If you have children, you know what I’m about to say is true—raising children is hard work and not for the faint of heart, or in the words of Hollywood ‘philosopher’ Ed Asner, “Raising kids is part joy and part guerrilla warfare.”

Thankfully, God has given us mentors to encourage us in this divine calling. Although we have a plethora of contemporary writers on the subject, I like knowing what our spiritual forebears had to say, especially men such as Charles Spurgeon. Spurgeon taught his own sons to love the Bible, and when they reached adulthood they both entered the Gospel ministry. This godly heritage continues to this day, which for me puts extra weight into his words of wisdom.

So here are twelve thought-provoking, convicting, and encouraging quotes from the great preacher.

1. Children will imitate their fathers in their vices, seldom in their repentance.

2. If we never have headaches through rebuking our children, we shall have plenty of heartaches when they grow up.

3. It is not your instruction that can save the souls of your children; it is the blessing of God the Holy Spirit accompanying your labors.

4. You cannot pray for your children if you do not pray for yourselves.

5. Whether we teach young Christians truth or not, the devil will be sure to teach them error.

6. I hope we seldom bow the knee without praying for our children.

7. Ungodly children, when they show us our own powerlessness against the depravity of their hearts, drive us to flee to the Strong One for strength, and this is a great blessing to us.

8. Begin early to teach, for children begin early to sin.

9. Train your child in the way you know you should have gone yourself.

10. Be sure, whatever you leave out, that you teach the children the three R’s—Ruin, Redemption, and Regeneration.

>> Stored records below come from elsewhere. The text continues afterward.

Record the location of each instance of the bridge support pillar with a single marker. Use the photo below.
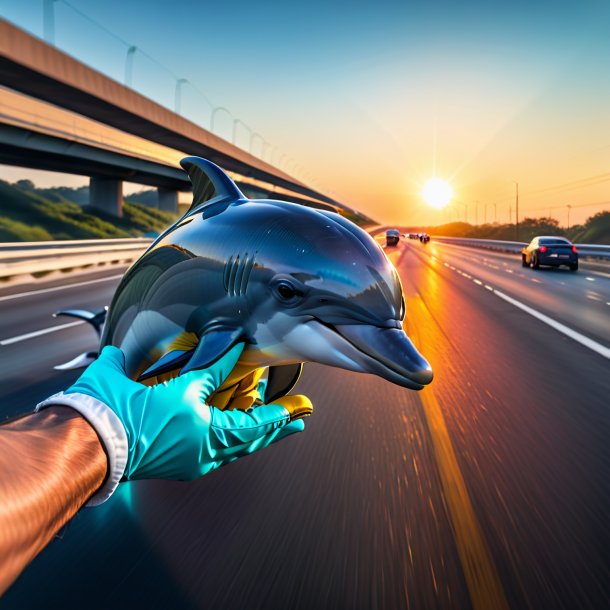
(106, 194)
(168, 200)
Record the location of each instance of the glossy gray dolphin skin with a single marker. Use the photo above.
(295, 284)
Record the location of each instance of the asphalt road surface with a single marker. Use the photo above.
(489, 489)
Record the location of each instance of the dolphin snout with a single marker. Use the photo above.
(391, 354)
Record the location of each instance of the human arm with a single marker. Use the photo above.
(36, 499)
(164, 431)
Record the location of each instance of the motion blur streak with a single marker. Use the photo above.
(481, 577)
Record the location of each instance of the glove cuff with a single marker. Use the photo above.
(109, 428)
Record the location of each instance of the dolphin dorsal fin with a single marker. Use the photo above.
(210, 183)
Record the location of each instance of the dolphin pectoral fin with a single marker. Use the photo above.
(297, 405)
(212, 346)
(95, 318)
(169, 362)
(281, 380)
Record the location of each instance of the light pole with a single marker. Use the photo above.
(129, 65)
(177, 96)
(516, 209)
(48, 21)
(465, 209)
(255, 135)
(235, 122)
(217, 109)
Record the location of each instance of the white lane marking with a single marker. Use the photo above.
(37, 333)
(43, 290)
(592, 345)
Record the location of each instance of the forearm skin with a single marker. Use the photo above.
(51, 463)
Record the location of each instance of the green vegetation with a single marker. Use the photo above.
(31, 214)
(596, 230)
(28, 213)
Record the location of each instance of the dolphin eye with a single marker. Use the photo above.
(286, 292)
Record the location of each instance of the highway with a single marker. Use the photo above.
(487, 490)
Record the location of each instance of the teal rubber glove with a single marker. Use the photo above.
(167, 431)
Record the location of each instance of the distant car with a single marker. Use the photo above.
(392, 237)
(549, 250)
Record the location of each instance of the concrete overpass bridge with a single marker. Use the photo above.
(60, 115)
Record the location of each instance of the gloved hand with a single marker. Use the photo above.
(168, 431)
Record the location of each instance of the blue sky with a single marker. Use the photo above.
(368, 100)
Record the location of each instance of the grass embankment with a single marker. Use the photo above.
(30, 214)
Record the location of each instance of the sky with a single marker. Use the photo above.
(367, 101)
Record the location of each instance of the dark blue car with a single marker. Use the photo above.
(551, 251)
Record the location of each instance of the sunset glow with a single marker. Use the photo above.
(437, 193)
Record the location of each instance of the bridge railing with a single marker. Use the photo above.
(515, 247)
(27, 258)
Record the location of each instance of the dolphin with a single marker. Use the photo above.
(295, 284)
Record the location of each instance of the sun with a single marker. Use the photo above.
(437, 193)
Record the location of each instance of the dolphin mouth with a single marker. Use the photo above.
(386, 352)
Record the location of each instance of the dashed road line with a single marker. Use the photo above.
(8, 297)
(562, 328)
(593, 345)
(38, 333)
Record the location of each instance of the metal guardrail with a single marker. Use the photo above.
(26, 258)
(23, 258)
(515, 247)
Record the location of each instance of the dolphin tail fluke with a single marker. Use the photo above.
(95, 318)
(281, 380)
(81, 361)
(210, 184)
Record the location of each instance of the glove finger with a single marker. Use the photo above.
(234, 427)
(106, 371)
(232, 454)
(297, 405)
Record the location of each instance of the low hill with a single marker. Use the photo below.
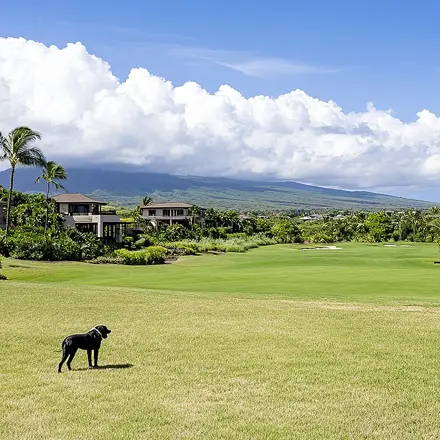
(127, 188)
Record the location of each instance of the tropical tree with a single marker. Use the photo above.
(18, 149)
(194, 211)
(147, 200)
(51, 173)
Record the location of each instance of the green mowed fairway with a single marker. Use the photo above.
(276, 343)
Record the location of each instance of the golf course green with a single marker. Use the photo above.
(275, 343)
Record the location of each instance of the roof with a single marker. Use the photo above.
(168, 205)
(76, 198)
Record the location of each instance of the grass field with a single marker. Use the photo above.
(276, 343)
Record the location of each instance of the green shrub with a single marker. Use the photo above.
(156, 255)
(71, 245)
(150, 255)
(131, 257)
(106, 259)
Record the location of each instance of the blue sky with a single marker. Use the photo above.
(351, 52)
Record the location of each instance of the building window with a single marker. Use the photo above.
(79, 209)
(87, 227)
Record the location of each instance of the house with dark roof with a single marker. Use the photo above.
(86, 215)
(170, 212)
(3, 214)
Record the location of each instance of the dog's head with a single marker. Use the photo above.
(103, 330)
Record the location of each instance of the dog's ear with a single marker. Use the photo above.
(103, 330)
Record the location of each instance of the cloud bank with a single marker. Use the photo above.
(87, 115)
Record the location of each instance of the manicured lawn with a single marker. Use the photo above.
(273, 344)
(358, 271)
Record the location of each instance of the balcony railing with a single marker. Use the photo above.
(108, 212)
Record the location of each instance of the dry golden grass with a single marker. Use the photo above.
(212, 367)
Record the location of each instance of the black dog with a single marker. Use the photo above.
(85, 341)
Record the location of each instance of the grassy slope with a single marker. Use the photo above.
(208, 365)
(359, 271)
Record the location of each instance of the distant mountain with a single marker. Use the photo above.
(127, 189)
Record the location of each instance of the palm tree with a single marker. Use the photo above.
(51, 173)
(18, 149)
(147, 200)
(194, 211)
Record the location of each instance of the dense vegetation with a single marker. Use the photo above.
(38, 232)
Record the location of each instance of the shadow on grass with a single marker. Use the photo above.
(106, 367)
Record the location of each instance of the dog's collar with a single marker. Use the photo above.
(96, 330)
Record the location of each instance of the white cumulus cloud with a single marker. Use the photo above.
(87, 114)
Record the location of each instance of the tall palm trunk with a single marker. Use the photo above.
(8, 206)
(47, 208)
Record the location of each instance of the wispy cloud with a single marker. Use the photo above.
(249, 63)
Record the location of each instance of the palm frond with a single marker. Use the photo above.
(32, 156)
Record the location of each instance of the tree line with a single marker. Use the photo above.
(18, 148)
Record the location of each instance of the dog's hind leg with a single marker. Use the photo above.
(65, 356)
(89, 357)
(71, 356)
(96, 358)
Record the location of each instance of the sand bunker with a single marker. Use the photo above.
(321, 248)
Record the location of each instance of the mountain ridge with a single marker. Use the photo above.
(127, 188)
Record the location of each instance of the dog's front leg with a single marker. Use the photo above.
(96, 357)
(89, 356)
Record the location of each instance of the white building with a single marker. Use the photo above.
(86, 215)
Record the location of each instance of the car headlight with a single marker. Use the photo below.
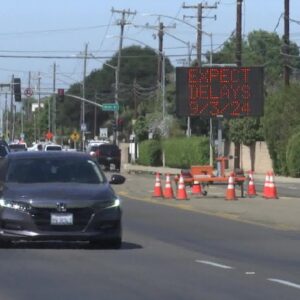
(22, 206)
(116, 203)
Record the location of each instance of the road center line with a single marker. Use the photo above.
(288, 283)
(211, 263)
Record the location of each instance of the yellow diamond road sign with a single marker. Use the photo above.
(75, 136)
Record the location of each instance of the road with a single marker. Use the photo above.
(168, 253)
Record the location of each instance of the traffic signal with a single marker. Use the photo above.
(120, 124)
(61, 95)
(17, 89)
(114, 125)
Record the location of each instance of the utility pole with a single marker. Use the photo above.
(11, 109)
(199, 8)
(286, 41)
(122, 24)
(238, 58)
(39, 106)
(82, 119)
(54, 103)
(238, 53)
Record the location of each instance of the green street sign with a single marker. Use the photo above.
(110, 107)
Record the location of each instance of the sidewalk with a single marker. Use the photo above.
(282, 213)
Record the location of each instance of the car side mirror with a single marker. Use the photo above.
(117, 179)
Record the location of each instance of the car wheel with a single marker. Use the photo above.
(5, 243)
(115, 243)
(111, 243)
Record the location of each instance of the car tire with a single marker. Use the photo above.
(5, 243)
(115, 243)
(111, 243)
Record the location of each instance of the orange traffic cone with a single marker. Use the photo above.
(168, 191)
(181, 192)
(196, 188)
(272, 187)
(230, 193)
(266, 190)
(157, 187)
(251, 187)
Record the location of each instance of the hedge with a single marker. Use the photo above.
(150, 153)
(184, 152)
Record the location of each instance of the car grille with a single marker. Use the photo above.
(81, 217)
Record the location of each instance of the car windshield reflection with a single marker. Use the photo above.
(54, 170)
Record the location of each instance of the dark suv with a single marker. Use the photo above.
(108, 156)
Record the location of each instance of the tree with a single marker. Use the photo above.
(138, 93)
(264, 49)
(281, 121)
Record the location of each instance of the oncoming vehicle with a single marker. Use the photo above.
(52, 147)
(50, 195)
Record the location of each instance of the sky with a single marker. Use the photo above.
(63, 28)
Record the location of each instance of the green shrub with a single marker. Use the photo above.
(184, 152)
(150, 153)
(292, 155)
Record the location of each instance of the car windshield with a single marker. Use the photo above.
(53, 148)
(17, 147)
(109, 150)
(42, 170)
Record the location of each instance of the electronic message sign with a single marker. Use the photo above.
(219, 91)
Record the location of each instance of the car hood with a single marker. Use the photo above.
(36, 193)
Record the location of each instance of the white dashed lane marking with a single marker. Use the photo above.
(211, 263)
(288, 283)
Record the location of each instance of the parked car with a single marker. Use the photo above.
(4, 148)
(14, 147)
(52, 195)
(107, 155)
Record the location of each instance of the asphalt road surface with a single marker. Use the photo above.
(168, 253)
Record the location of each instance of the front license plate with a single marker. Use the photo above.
(61, 219)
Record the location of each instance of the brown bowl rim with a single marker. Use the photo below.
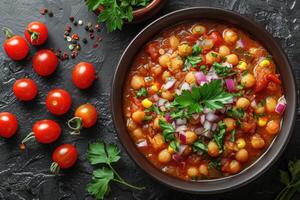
(270, 155)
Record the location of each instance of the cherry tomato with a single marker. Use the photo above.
(44, 62)
(58, 101)
(8, 124)
(217, 38)
(15, 46)
(64, 156)
(44, 131)
(36, 33)
(25, 89)
(83, 75)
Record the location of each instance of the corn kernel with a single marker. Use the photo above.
(262, 121)
(264, 63)
(147, 103)
(242, 65)
(154, 88)
(170, 150)
(241, 143)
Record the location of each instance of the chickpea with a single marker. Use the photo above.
(234, 167)
(157, 141)
(165, 75)
(232, 59)
(211, 57)
(224, 51)
(213, 149)
(164, 60)
(137, 82)
(174, 42)
(138, 134)
(190, 77)
(167, 95)
(230, 36)
(242, 155)
(270, 104)
(199, 29)
(230, 124)
(184, 50)
(192, 172)
(191, 137)
(242, 102)
(248, 80)
(273, 127)
(164, 156)
(138, 116)
(156, 70)
(203, 169)
(176, 64)
(257, 142)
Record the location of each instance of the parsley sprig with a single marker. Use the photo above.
(100, 153)
(116, 11)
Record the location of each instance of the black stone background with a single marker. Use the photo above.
(25, 175)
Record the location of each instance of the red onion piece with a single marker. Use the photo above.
(200, 77)
(182, 137)
(230, 85)
(211, 117)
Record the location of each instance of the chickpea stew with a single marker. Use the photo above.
(203, 100)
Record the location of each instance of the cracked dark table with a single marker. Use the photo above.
(25, 174)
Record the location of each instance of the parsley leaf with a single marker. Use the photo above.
(223, 71)
(168, 130)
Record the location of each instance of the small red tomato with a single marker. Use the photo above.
(64, 156)
(58, 101)
(15, 46)
(217, 38)
(25, 89)
(83, 75)
(44, 131)
(44, 62)
(8, 124)
(85, 116)
(36, 33)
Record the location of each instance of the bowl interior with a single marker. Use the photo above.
(259, 34)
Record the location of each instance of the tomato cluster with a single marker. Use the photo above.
(58, 101)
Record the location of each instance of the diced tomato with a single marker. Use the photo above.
(217, 38)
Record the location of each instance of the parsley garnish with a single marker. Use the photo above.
(168, 130)
(223, 71)
(116, 11)
(99, 153)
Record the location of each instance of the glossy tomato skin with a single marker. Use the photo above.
(25, 89)
(65, 156)
(46, 131)
(88, 115)
(36, 33)
(83, 75)
(44, 62)
(16, 47)
(8, 124)
(58, 101)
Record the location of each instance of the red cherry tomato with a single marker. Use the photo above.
(64, 156)
(44, 62)
(15, 46)
(25, 89)
(58, 101)
(83, 75)
(8, 124)
(36, 33)
(217, 38)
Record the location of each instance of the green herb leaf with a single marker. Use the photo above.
(100, 182)
(168, 130)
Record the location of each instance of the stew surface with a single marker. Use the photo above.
(203, 100)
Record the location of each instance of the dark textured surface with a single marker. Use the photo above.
(25, 175)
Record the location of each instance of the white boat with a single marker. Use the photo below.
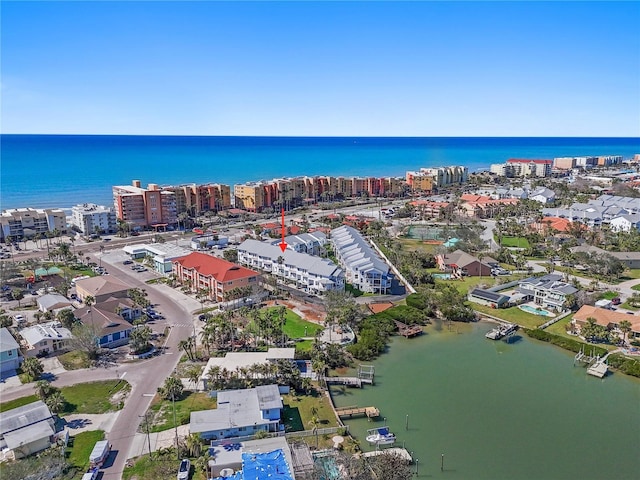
(380, 436)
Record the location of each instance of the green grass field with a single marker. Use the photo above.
(191, 402)
(295, 326)
(81, 448)
(18, 402)
(92, 397)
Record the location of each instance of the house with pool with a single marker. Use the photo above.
(240, 413)
(548, 291)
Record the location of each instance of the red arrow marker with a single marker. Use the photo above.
(283, 244)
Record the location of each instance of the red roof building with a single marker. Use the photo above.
(218, 277)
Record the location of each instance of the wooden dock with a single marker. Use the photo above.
(408, 331)
(370, 412)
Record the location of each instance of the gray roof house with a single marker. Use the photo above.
(27, 429)
(53, 302)
(547, 291)
(311, 274)
(9, 352)
(240, 413)
(364, 268)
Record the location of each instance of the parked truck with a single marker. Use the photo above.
(99, 453)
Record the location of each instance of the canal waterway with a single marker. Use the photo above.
(500, 411)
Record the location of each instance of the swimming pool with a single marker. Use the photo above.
(442, 276)
(535, 311)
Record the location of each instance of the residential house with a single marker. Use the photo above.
(240, 413)
(215, 275)
(488, 298)
(543, 195)
(364, 268)
(101, 288)
(311, 243)
(54, 302)
(548, 291)
(233, 361)
(9, 352)
(314, 275)
(607, 318)
(461, 263)
(111, 330)
(625, 223)
(27, 429)
(40, 340)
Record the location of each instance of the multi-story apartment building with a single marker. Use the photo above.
(250, 196)
(312, 274)
(214, 275)
(364, 268)
(145, 207)
(26, 222)
(195, 199)
(91, 218)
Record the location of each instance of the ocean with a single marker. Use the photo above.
(59, 171)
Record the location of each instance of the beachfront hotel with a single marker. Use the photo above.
(90, 218)
(144, 207)
(19, 223)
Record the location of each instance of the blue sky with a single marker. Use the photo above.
(321, 68)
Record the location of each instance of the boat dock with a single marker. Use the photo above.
(401, 452)
(370, 412)
(408, 331)
(502, 331)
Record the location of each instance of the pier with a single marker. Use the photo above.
(370, 412)
(408, 331)
(502, 331)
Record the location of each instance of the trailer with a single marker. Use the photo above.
(99, 453)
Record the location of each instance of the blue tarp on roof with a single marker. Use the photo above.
(263, 466)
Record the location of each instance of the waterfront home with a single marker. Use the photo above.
(40, 340)
(203, 272)
(111, 330)
(101, 288)
(548, 291)
(314, 275)
(234, 361)
(488, 298)
(364, 268)
(240, 413)
(9, 352)
(53, 302)
(609, 319)
(461, 263)
(26, 430)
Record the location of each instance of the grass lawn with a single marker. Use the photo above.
(92, 397)
(296, 414)
(295, 326)
(518, 242)
(83, 443)
(18, 402)
(74, 360)
(513, 315)
(191, 402)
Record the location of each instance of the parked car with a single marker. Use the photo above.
(183, 470)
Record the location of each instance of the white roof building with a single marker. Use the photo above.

11. Let no Christian parent fall into the delusion that Sunday School is intended to ease them of their personal duties. The first and most natural condition of things is for Christian parents to train up their own children in the nurture and admonition of the Lord.

12. You are as much serving God in looking after your own children, and training them up in God’s fear, and minding the house, and making your household a church for God, as you would be if you had been called to lead an army to battle for the Lord of hosts.

The family is part of God’s great design in the world, a place where children are nurtured in the Gospel, saturated with the Scriptures, taught to obey, and prepared for service in the Kingdom of God. The home is a place of prayer both with our children and for our children. We are living examples of faith and trust in God as our children see and hear us pray and read the Bible. Yes, parenting is hard work, but God has promised us His sufficient grace in the task. Christian households, says Calvin, are “so many little churches.”